FM transmitter with RDS on Raspberry Pi

Pi-FM-RDS is an FM radio transmitter equipped with RDS, running on Raspberry Pi. The GirHub downloadable program is responsible for generating a frequency modulated (FM) waveform with encoded RDS data (data transmission system with audio transmission). All this works in real time and is able to work with both mono and stereo audio signals.

The circuit is based on an FM transmitter created by Oliver Marros and Oskar Weigl, to which Richard Hirst later added DMA support, and Christophe Jacquet a generator and RDS modulator. The transmitter uses a PWM signal generator built into the Raspberry Pi for operation.

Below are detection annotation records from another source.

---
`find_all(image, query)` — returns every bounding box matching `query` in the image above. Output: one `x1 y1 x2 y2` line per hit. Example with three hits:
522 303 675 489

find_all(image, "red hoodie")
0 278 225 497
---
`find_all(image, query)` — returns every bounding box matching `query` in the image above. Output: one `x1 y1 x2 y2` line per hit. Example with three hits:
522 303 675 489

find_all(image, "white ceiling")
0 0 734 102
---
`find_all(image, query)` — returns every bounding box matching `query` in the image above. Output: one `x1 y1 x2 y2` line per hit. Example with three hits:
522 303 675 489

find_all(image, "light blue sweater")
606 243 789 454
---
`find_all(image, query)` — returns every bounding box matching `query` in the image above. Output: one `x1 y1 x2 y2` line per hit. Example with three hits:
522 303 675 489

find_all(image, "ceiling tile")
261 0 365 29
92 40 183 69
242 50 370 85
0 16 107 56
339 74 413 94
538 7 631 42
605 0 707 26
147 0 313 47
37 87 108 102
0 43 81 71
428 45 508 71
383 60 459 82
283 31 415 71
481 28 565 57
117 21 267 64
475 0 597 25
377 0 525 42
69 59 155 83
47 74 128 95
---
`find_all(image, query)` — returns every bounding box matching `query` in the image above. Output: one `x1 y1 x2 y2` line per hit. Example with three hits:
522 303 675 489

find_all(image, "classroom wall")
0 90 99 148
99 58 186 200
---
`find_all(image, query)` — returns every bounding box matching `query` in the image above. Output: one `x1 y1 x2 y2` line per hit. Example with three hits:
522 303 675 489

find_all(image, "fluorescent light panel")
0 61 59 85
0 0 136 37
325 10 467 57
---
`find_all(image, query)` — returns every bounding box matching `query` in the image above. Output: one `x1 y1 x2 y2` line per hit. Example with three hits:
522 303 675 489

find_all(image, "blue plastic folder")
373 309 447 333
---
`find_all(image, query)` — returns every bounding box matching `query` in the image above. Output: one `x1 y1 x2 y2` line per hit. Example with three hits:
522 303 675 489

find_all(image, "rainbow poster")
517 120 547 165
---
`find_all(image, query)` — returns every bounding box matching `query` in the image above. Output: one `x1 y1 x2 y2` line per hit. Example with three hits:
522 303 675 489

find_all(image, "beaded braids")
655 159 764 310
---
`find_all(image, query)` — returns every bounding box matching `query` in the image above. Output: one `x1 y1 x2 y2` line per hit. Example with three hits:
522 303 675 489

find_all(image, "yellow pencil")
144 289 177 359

This software is compatible with Raspberry Pi 1 version 1, 2 and 3.

Warning!

This software is developed and distributed for training purposes only. The system should not be used as part of the mediacenter, FM broadcasting may be illegal.

Using

Pi-FM-RDS uses the sndfile library. To install it on every machine with the Debian family system (e.g. Raspbianie) just type in the terminal:



The program also depends on Linux rpi-mailbox drivers, so you need a fairly fresh Linux kernel. Basically everyone after August 2015 should have this driver in them.

attention

Binaries compiled on Raspberry Pi 1 are not compatible with machines in version 2 and 3. Always recompile the sources after changing the hardware platform (command make clean in the description below).

We start the installation by cloning the sources from the repository and we can compile:



And then we can start our transmitter:



Without additional parameters, the system will start FM transmission at 107.9MHz, without audio, with the default RDS data: station name (PS), radio text (RT) and PI code. The signal is sent on pin GPIO 4, i.e. pin 7 on the output from RPi.

We can add sound to the broadcast. For the monophonic sound.wav file (included with the test sources) in the terminal we write:



The stereo_44100.wav file, also included with the program, is used to test the stereo transmission.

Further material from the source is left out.